Le modèle de l' "EHPAD de demain" doit être également un point central de cette concertation. Quelles évolutions pour les structures ?

Est-ce que le "modèle EHPAD" ou le "modèle résidence autonomie" actuels sont encore pertinents pour répondre aux besoins et attentes des personnes âgées ? Les EHPAD ont tendance, de plus en plus, à devenir des annexes d'hôpitaux dans lesquels on permet aux personnes âgées d'avoir une fin de vie digne avec un accompagnement médical et non plus des lieux de vie pour ne plus vieillir seul à la retraite. Est-ce que l'on doit continuer à fonctionner en considérant l'EHPAD comme un lieu d'hébergement ? Dans vingt ans, les EHPAD ne répondront-ils pas davantage à une logique hospitalière que médico-sociale ? Il est nécessaire que toutes ces questions soient abordées dans le cadre de la concertation nationale.

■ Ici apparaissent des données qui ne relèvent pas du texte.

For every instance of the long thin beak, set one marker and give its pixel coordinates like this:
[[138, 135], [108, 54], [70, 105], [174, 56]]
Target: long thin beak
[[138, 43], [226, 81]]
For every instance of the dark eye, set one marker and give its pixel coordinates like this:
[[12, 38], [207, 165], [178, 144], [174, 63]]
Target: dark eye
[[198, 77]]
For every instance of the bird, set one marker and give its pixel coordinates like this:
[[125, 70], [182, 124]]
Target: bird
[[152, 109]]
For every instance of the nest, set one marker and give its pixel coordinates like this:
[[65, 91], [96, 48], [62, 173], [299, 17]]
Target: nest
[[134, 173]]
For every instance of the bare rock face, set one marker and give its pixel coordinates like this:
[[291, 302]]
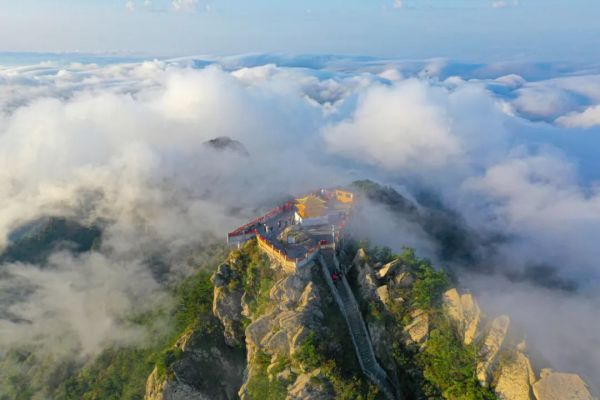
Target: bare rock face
[[162, 389], [472, 315], [418, 329], [403, 280], [310, 386], [491, 346], [205, 368], [296, 312], [227, 304], [464, 313], [560, 386], [388, 269], [383, 294], [515, 377]]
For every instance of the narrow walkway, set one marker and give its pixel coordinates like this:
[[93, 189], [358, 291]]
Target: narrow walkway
[[356, 325]]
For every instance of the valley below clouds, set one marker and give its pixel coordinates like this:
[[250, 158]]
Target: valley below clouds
[[511, 148]]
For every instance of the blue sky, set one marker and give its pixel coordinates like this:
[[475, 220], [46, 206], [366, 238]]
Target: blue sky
[[460, 29]]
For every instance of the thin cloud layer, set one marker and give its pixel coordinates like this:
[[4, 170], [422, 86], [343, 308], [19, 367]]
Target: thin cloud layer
[[124, 145]]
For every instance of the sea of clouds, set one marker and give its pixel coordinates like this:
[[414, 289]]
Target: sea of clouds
[[512, 147]]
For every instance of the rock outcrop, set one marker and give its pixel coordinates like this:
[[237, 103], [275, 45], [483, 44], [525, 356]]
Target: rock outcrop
[[560, 386], [515, 376], [227, 303], [464, 313], [490, 348], [418, 329], [310, 386], [367, 281], [201, 367], [279, 333]]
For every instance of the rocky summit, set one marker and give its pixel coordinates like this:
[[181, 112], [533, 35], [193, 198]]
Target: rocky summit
[[287, 335]]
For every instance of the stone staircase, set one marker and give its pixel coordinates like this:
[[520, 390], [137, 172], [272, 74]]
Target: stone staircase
[[356, 325]]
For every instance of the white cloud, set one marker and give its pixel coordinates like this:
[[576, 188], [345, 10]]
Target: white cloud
[[504, 3], [124, 144], [185, 5], [586, 119], [398, 127]]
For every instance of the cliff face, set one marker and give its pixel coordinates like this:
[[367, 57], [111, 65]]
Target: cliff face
[[200, 366], [433, 340], [392, 294]]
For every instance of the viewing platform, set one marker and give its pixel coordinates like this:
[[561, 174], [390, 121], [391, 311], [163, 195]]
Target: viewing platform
[[293, 233]]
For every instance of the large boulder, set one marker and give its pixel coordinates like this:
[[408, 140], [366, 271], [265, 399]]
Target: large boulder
[[514, 377], [560, 386], [310, 386], [203, 368], [388, 269], [490, 348], [418, 329], [159, 388], [227, 306], [227, 303], [464, 313]]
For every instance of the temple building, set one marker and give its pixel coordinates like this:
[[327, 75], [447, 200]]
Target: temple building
[[311, 210]]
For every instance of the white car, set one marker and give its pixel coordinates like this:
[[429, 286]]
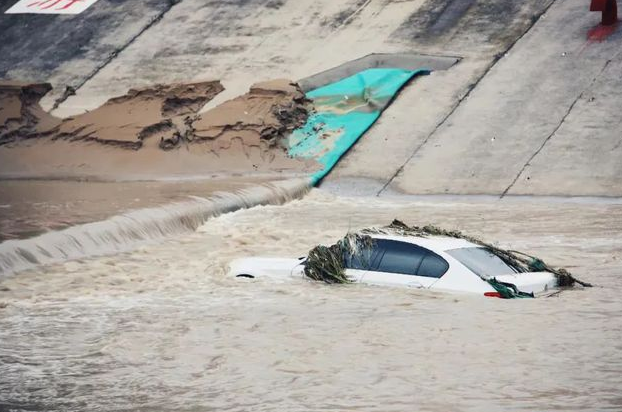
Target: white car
[[439, 263]]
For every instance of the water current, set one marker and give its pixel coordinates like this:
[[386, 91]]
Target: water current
[[163, 328]]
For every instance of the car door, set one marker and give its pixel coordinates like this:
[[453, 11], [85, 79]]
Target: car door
[[399, 263]]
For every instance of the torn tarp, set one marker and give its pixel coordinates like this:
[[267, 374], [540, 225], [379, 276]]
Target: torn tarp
[[345, 110]]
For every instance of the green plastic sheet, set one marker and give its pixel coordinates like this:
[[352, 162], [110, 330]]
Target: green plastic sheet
[[345, 111]]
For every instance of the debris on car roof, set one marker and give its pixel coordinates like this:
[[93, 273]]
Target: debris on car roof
[[327, 263]]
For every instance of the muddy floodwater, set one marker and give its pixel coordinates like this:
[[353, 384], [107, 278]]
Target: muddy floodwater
[[31, 207], [162, 328]]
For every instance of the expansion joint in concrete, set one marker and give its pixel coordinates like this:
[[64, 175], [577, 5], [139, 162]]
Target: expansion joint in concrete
[[557, 127], [470, 89], [71, 90]]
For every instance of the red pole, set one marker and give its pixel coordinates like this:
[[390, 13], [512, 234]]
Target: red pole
[[609, 8]]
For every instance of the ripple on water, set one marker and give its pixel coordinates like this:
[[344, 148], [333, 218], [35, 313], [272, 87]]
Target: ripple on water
[[163, 328]]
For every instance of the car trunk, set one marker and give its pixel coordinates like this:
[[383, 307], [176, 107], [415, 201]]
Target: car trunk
[[530, 282]]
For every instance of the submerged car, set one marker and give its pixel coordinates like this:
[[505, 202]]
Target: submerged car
[[436, 262]]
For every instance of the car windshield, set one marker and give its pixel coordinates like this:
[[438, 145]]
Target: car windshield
[[481, 261]]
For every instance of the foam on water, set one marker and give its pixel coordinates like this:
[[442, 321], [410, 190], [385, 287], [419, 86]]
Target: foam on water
[[125, 231], [164, 328]]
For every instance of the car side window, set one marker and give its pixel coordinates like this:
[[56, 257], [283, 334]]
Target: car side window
[[400, 257], [364, 258], [433, 266]]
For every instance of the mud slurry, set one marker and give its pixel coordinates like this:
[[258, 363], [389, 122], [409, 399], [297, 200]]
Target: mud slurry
[[139, 128]]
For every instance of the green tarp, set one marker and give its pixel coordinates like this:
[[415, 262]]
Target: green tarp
[[345, 110]]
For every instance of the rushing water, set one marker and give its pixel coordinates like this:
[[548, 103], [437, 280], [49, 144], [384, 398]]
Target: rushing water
[[162, 328]]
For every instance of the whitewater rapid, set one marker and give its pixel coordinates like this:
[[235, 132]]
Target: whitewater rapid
[[162, 327]]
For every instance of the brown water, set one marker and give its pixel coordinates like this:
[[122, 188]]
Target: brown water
[[163, 328], [32, 207]]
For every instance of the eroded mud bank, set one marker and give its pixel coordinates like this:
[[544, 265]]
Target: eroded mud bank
[[152, 131]]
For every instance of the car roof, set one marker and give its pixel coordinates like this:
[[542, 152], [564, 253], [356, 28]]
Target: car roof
[[434, 243]]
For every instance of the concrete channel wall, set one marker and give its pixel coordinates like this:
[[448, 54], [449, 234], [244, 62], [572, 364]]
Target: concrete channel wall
[[531, 107]]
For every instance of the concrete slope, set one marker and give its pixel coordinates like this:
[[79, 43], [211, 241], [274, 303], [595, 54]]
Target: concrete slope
[[477, 31], [544, 120], [67, 50]]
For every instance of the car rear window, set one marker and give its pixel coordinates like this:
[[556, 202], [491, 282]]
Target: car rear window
[[400, 257], [481, 261], [392, 256]]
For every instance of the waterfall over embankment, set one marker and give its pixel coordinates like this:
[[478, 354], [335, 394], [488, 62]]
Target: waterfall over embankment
[[123, 232]]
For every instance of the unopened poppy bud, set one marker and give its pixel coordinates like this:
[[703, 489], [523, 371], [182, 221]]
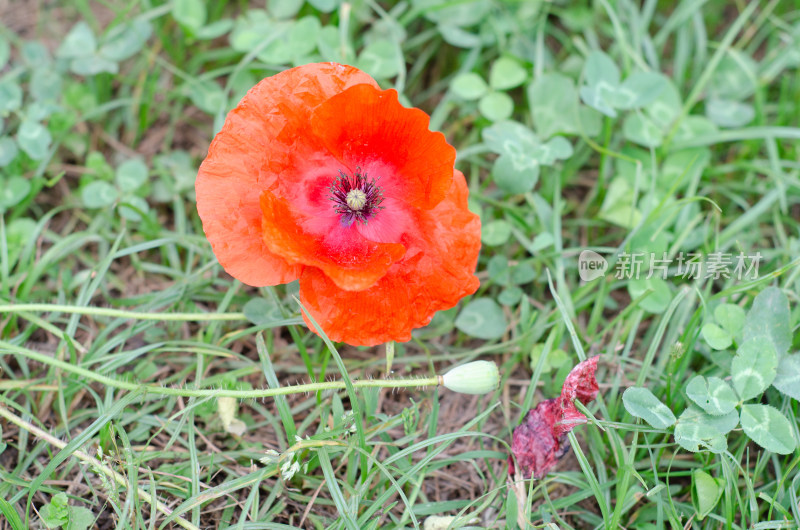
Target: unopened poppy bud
[[477, 377]]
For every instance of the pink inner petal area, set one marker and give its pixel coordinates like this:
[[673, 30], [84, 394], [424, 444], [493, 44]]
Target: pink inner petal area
[[368, 128], [348, 259], [436, 271]]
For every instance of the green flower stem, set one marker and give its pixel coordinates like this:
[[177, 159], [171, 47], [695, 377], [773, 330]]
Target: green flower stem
[[95, 464], [6, 347], [120, 313], [389, 357]]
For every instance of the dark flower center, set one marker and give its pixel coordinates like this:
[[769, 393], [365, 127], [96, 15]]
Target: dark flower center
[[356, 198]]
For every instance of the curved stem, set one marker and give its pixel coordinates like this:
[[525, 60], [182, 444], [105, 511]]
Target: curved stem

L'UNCCAS a lancé un groupe de travail ouvert aux élus et professionnels des CCAS et CIAS sur la réforme de la tarification des EHPAD et la convergence tarifaire dont les conclusions, fin novembre, viendront alimenter la concertation « Grand âge et autonomie ». Quels sont les points étudiés ?

La DGCS et Pierre Ricordeau, au moment de sa mission sur la réforme de la tarification en EHPAD, avaient reconnu que la convergence tarifaire avait été une catastrophe pour les centres communaux d'action sociale [CCAS]. Le principal enjeu de ce groupe de travail est de comprendre pourquoi mécaniquement la convergence tarifaire a engendré des difficultés et d'analyser les mesures à mettre en oeuvre pour y remédier. Est-ce que les CCAS n'ont pas été bons ? Est-ce que les CCAS ont été bons mais le système lui n'est pas bon pour nous ? Ce groupe de réflexion va nous permettre d'alimenter nos prises de position au sein de la concertation nationale. Les propositions seront ensuite transmises à la DGCS.